On the outskirts of Doha, live thousands of migrant workers. An estimated 600,000 workers live in labour camps in the Industrial area. The contrast between the wealth of the financial district and the indignity of these squalid and unsafe conditions smacks of greed.


11:10 Migrant worker photoline (1.2 million people/5 clicks)

14:00 National Security Briefing at CID Office Industrial Area

With no way to return home these labourers are forced to toil in incredibly hot and dangerous conditions, with little or no pay. The ITUC has lodged a case with the International Labour Organisation presenting evidence of forced labour as the visa sponsorship system makes it difficult for workers to leave an abusive employer or leave the country without permission.

Benjamin Cruz is one worker who became trapped by the laws in Qatar, where there is no independent grievance process for workers and employers to settle their differences.

Benjamin's passport had been lodged with the Minister of the Interior, and he faced a fine to get it back of $1600, because his employer reported him as a runaway, despite denying him work. This became known as the curious case of Benjamin Cruz.

15:05 Secretary Kerry meets with Qatar 2022 Supreme Committee

The head of the local organising committee for the World Cup 2022, Secretary General Al-Thawadi has just returned from a trade mission to California, Oregon and Washington with the US Ambassador to Qatar Susan L Ziadeh.

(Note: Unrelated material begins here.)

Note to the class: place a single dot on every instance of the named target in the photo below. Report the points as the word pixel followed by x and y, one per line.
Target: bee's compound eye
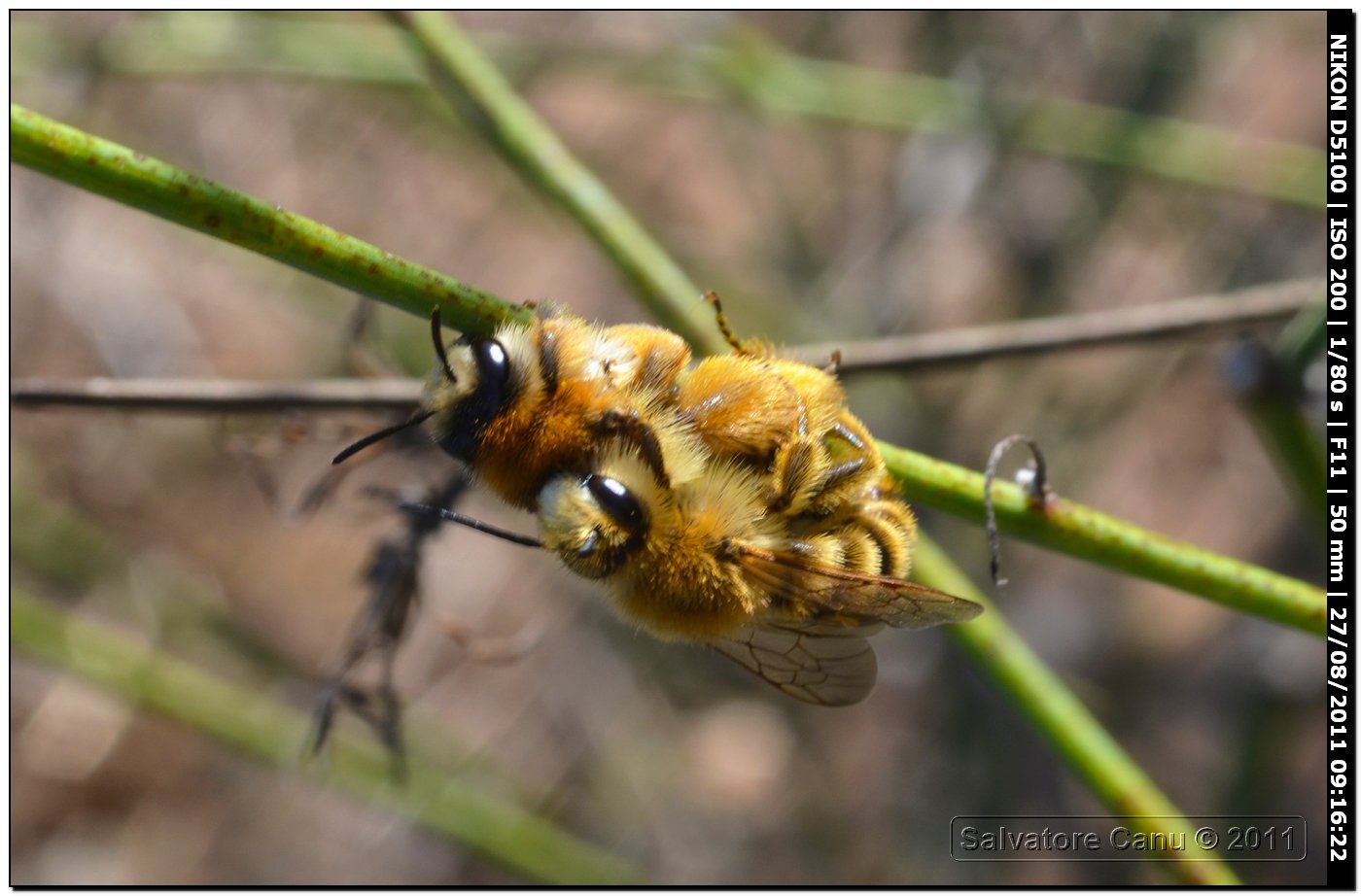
pixel 493 363
pixel 616 500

He may tell you that his conscience will be the test for rights in Qatar. Safety, security, dignity and health - these principals are what he has told me will be on his conscience. There are international rules and standards for workers to rely on, not the conscience of one man.

16:00 Secretary Kerry meets with staff and families at U.S. Embassy Doha

Meet with the housekeepers and gardeners who keep the embassy so well looked after. These are the lucky ones. Others aren't. Julia (not her real name) has worked as a housemaid Qatar for five years. She ran away from her employer after his driver tried to get into her room and attempted to rape her. "When I see a Qatari man I'm always afraid," says Julia.

17:00 Wheels Up to Andrews Air Force Base

Secretary Kerry said to a gathering of staff and families at the US Embassy in Paris last week, "there are obviously no dearth of crises to start to focus on."

There is one right here in Qatar that he shouldn't miss.